As we all unhappily recognize, the leading ethical conundrum of our time is the ill-fated, pre-emptive war in Iraq. We have helped to make a complete hash of that nation, as if its people had not lived in sufficiently humiliating submission under a cruel and despotic ruler for the preceding thirtyfive years. Why go to war when you don’t have to? The answer to that question seems especially clear today: there’s money in it, lots of it. As an exponent of Ethical Culture, a humanistic religion founded in 1876 by the Jewish rationalist thinker Felix Adler (1851–1933), I ask: What perspective does my tradition bring to questions such as this?
From that viewpoint, President George W. Bush—who perfectly fits psychologist William James’s characterization of the born-again or “twice-born” personality, which, in its “second” life is often dogmatic, intense, and brittle—must be stopped. The president’s similarly minded cohorts who promote faith-based initiatives at every level of the U.S. government must be confronted. Such overt mingling of religion and politics goes completely counter to American tradition and experience. In a democracy, a religious minority—no matter how large or influential—has no moral, legal, or logical right to presume that it deserves special treatment. Majoritarian tyranny is still tyranny.
What can a liberal religious humanism offer as an alternative? Felix Adler spelled out the essence of the democratic premise that he held implicit in what would later emerge as a new typological category: “ethical humanist religion.” In his 1885 Sketches of a Religion Based on Ethics, he wrote: “. . . our religion differs from other religions as republicanism differs from monarchy. For us, the moral state, like the political state, no longer culminates in the person of a sovereign, and religion does not consist in loyalty to that sovereign.
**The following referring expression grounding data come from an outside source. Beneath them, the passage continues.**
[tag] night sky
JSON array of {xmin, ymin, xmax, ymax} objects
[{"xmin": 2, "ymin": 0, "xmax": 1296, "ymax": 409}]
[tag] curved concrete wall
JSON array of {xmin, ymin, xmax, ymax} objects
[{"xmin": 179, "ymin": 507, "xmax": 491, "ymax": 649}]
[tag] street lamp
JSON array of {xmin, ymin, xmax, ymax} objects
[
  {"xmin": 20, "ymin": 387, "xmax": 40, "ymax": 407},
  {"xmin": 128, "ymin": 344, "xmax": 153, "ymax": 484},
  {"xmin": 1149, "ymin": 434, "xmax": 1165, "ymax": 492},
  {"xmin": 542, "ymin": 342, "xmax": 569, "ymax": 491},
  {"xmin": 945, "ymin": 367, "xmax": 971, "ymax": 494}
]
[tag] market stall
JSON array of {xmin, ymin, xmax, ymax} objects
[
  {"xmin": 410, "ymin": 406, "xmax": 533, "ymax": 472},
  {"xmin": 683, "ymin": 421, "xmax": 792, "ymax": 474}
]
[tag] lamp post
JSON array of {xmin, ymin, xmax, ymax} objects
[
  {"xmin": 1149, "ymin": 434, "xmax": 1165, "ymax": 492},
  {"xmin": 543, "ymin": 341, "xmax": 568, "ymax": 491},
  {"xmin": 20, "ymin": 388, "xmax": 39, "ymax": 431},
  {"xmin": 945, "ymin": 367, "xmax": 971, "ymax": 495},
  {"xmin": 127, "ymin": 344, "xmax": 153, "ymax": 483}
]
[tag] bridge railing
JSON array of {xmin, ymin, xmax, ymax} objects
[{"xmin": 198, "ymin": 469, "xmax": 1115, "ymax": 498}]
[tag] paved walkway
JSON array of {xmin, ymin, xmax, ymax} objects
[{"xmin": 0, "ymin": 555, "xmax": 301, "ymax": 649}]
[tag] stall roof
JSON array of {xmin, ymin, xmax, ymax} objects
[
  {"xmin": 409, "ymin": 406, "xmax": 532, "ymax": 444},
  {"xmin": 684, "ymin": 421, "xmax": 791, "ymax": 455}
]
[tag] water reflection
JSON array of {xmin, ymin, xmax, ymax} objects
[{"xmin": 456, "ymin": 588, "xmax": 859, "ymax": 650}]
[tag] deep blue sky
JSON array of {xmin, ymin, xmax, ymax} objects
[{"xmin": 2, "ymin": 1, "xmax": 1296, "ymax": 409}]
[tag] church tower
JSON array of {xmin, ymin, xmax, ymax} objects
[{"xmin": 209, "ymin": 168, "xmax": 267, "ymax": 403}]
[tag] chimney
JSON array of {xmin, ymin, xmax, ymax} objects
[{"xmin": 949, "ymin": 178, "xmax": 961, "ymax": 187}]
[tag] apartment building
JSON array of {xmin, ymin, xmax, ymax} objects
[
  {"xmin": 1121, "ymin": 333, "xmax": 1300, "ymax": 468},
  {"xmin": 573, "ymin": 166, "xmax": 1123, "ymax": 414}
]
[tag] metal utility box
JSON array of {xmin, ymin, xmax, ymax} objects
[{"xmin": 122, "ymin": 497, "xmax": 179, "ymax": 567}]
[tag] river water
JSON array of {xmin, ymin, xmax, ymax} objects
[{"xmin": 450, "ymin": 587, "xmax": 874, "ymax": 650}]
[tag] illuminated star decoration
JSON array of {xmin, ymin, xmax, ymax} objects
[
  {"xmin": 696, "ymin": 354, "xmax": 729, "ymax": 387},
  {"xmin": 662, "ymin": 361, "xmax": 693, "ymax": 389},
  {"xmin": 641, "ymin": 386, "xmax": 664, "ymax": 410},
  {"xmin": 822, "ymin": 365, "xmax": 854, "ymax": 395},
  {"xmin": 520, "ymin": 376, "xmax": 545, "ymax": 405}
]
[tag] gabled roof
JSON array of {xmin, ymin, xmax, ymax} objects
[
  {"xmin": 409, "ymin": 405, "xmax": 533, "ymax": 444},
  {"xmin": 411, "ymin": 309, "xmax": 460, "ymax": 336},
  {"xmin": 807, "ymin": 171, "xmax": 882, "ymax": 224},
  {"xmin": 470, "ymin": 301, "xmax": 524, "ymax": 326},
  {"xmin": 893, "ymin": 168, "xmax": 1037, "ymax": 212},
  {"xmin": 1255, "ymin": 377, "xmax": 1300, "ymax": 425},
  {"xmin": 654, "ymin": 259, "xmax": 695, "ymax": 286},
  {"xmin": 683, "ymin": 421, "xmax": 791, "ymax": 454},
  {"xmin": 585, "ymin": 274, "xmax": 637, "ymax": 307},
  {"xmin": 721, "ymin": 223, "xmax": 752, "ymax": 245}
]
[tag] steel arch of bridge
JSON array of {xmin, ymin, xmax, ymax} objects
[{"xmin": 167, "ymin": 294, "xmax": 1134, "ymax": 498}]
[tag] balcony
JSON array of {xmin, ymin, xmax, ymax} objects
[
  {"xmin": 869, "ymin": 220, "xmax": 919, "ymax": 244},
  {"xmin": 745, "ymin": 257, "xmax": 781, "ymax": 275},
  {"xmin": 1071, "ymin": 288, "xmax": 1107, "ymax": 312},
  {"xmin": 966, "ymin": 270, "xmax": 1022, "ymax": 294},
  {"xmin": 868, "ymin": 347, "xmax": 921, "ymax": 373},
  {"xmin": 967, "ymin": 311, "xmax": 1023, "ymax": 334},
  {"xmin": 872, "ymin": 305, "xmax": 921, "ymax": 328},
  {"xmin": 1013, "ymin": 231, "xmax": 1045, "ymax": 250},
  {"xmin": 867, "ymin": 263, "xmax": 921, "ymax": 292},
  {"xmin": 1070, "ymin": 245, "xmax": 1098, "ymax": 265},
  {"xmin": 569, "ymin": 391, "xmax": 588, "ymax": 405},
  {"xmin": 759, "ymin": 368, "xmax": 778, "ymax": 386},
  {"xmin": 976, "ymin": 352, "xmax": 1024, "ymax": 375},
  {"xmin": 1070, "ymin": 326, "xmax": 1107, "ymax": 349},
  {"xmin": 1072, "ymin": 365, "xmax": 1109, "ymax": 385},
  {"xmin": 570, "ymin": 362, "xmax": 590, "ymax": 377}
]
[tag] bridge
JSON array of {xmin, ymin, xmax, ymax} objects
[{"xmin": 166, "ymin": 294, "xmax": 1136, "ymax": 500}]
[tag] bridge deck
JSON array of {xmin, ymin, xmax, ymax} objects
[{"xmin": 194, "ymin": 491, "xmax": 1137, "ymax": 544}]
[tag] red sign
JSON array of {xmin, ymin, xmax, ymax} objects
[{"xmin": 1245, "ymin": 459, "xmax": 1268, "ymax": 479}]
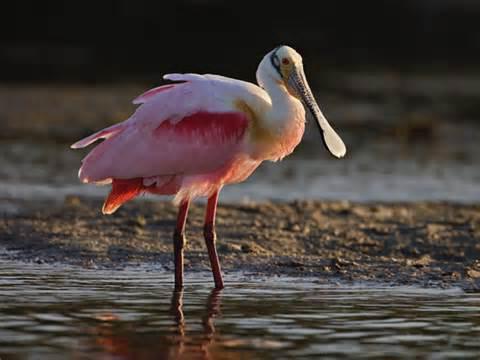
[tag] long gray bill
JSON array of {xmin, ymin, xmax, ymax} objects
[{"xmin": 288, "ymin": 68, "xmax": 346, "ymax": 158}]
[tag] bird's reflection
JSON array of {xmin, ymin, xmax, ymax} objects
[
  {"xmin": 90, "ymin": 288, "xmax": 223, "ymax": 360},
  {"xmin": 202, "ymin": 288, "xmax": 222, "ymax": 340},
  {"xmin": 169, "ymin": 288, "xmax": 222, "ymax": 359}
]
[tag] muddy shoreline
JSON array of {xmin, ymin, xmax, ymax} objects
[{"xmin": 1, "ymin": 197, "xmax": 479, "ymax": 290}]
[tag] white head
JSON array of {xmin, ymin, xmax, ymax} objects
[
  {"xmin": 257, "ymin": 45, "xmax": 303, "ymax": 90},
  {"xmin": 257, "ymin": 45, "xmax": 346, "ymax": 158}
]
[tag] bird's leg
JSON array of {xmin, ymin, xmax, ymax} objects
[
  {"xmin": 173, "ymin": 199, "xmax": 190, "ymax": 289},
  {"xmin": 204, "ymin": 191, "xmax": 224, "ymax": 289}
]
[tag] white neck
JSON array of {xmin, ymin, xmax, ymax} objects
[{"xmin": 257, "ymin": 74, "xmax": 302, "ymax": 132}]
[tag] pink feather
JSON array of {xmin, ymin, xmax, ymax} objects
[{"xmin": 72, "ymin": 78, "xmax": 258, "ymax": 211}]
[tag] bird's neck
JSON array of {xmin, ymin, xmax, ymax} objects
[
  {"xmin": 260, "ymin": 75, "xmax": 303, "ymax": 133},
  {"xmin": 246, "ymin": 75, "xmax": 305, "ymax": 161}
]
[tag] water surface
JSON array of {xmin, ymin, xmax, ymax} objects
[{"xmin": 0, "ymin": 261, "xmax": 479, "ymax": 359}]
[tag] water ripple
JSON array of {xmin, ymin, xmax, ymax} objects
[{"xmin": 0, "ymin": 261, "xmax": 479, "ymax": 359}]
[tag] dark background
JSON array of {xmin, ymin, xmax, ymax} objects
[
  {"xmin": 2, "ymin": 0, "xmax": 480, "ymax": 83},
  {"xmin": 0, "ymin": 0, "xmax": 479, "ymax": 204}
]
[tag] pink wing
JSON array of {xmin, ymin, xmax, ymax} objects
[
  {"xmin": 70, "ymin": 83, "xmax": 183, "ymax": 149},
  {"xmin": 71, "ymin": 123, "xmax": 125, "ymax": 149},
  {"xmin": 72, "ymin": 80, "xmax": 249, "ymax": 184},
  {"xmin": 132, "ymin": 84, "xmax": 178, "ymax": 105}
]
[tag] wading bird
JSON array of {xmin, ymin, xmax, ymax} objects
[{"xmin": 71, "ymin": 45, "xmax": 346, "ymax": 289}]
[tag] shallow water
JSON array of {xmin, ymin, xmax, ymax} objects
[{"xmin": 1, "ymin": 261, "xmax": 479, "ymax": 359}]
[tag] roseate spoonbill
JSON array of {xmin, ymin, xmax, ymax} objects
[{"xmin": 71, "ymin": 45, "xmax": 346, "ymax": 289}]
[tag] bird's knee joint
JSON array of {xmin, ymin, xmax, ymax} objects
[
  {"xmin": 203, "ymin": 223, "xmax": 216, "ymax": 243},
  {"xmin": 173, "ymin": 231, "xmax": 186, "ymax": 249}
]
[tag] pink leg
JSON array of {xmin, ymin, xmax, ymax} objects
[
  {"xmin": 173, "ymin": 199, "xmax": 190, "ymax": 289},
  {"xmin": 204, "ymin": 191, "xmax": 224, "ymax": 289}
]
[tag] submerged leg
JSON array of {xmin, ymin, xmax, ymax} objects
[
  {"xmin": 173, "ymin": 199, "xmax": 190, "ymax": 289},
  {"xmin": 203, "ymin": 191, "xmax": 224, "ymax": 289}
]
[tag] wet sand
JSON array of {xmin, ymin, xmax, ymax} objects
[{"xmin": 1, "ymin": 197, "xmax": 479, "ymax": 290}]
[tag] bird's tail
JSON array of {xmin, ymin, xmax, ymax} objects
[{"xmin": 102, "ymin": 178, "xmax": 144, "ymax": 214}]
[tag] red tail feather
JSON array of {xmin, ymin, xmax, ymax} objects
[{"xmin": 102, "ymin": 178, "xmax": 144, "ymax": 214}]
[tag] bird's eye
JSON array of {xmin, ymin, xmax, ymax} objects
[{"xmin": 282, "ymin": 58, "xmax": 290, "ymax": 65}]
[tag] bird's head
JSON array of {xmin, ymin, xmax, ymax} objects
[{"xmin": 258, "ymin": 45, "xmax": 346, "ymax": 158}]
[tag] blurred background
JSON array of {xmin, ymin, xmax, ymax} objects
[{"xmin": 1, "ymin": 0, "xmax": 479, "ymax": 205}]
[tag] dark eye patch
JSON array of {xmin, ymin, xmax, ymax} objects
[{"xmin": 270, "ymin": 52, "xmax": 282, "ymax": 76}]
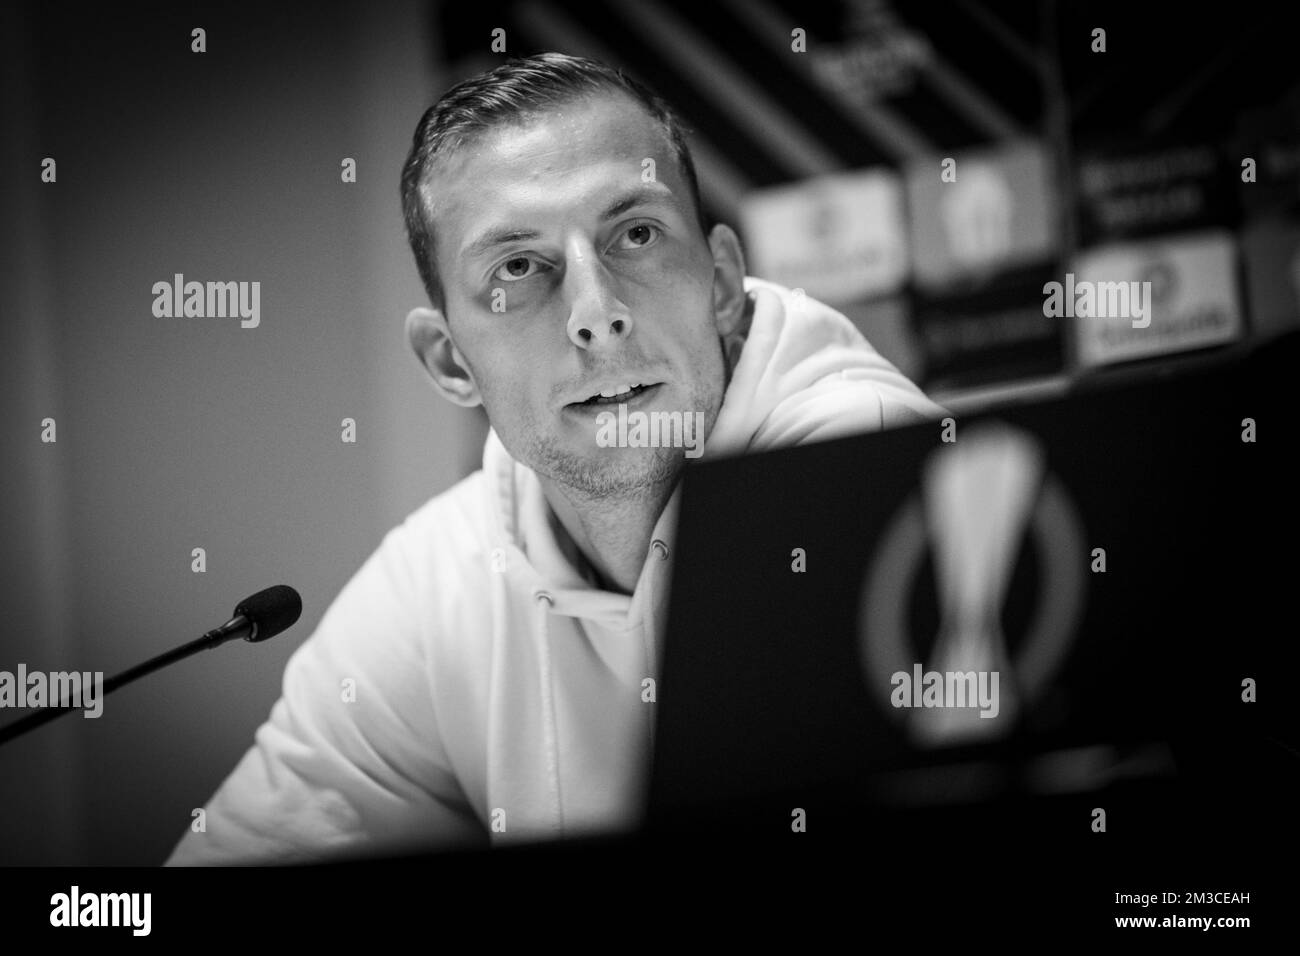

The moral law originates in the reason of those who are subject to it, and only because it is the utterance of their own reason are they bound to obey it.”
In a 1925 address, “Some Characteristics of the American Ethical Movement,” Adler put forward his concept of “the fire within,” a force that energizes ethical humanist commitment: “The desire . . . for a consecrating influence expressed itself in . . . the Sunday [meetings] which were marked by great simplicity . . . there is music as a kind of frame but the center of the service is the address, [the speaker’s object] shall be to communicate light and heat to [one’s] hearers. . . . Mere light alone . . . will not [suffice]. . . . The platform of an Ethical Society is itself the altar, the address must be the fire that burns thereon.”
The imagery of fire became central for Dr. Adler. It was certainly elemental for his early mentor, Emerson, who confessed that we humans were born “to walk on molten lava.” Well, if you’re going to do that, you had better step lively before the lava consumes you!
An anecdote reveals what the symbol of fire meant for Emerson. At age thirty, having finally come to terms with the untimely death of his first wife, Ellen Tucker—who would always be the great love of his life—Emerson decided that the Unitarian pastorate in his hometown was too theologically confining. He resigned and set sail for Italy. Upon visiting Naples, he was utterly mesmerized by the sight of Mount Vesuvius (still one of the five most active and dangerous volcanoes on earth) overlooking the city’s celebrated bay. It seized his imagination with the power of an epiphany.
For Emerson, being alive meant being on fire with the life force of the universe itself. Thus the “oracle of Concord” could logically conclude that “What lies behind us and what lies before us are tiny matters compared to what lies within us”—namely, the fiery passion that drives us to confront brute fact and deliver blunt truth to our friends and neighbors, to the citizens of our democracy, and to the world at large.
Having painstakingly emancipated himself from needless conventional constraints, Emerson was able to serve as an agent of emancipation for others. He founded no separate school of thought that would outlive him, thus revealing a confident modesty; instead, he was far more interested in helping individuals learn how to free themselves rather than relying upon others to do it for them. He would probably agree with Plato that one must be one’s own best friend. Since each of us is not only unlike everyone else but also a social being, one need never lack for good company in being by oneself. All of this is reminiscent of Adler’s own high regard for Aristotle, who once averred that, although Plato was a good friend, truth was still a better friend.
In marked contrast to Plato, who was something of a fantasist, Aristotle was a naturalist par excellence. He recognized that life on earth is imperfect, which is precisely what makes the experience of living a dynamic life infinitely worthwhile. All attempts to blend mythology and history, however ingenious or emotionally soothing, remain intellectual and moral abominations and, therefore, disingenuous. “You’re on earth,” playwright Samuel Beckett famously commented. “There’s no cure for that.”
Perhaps the most evocative treatment of this theme of the fire within comes from poet Stephen Spender:
I think continually of those who were truly great . . .
Who, from the womb, remembered the soul’s history . . .
The names of those who in their lives fought for life
Who wore at their hearts the fire’s centre . . .
And left the vivid air signed with their honour.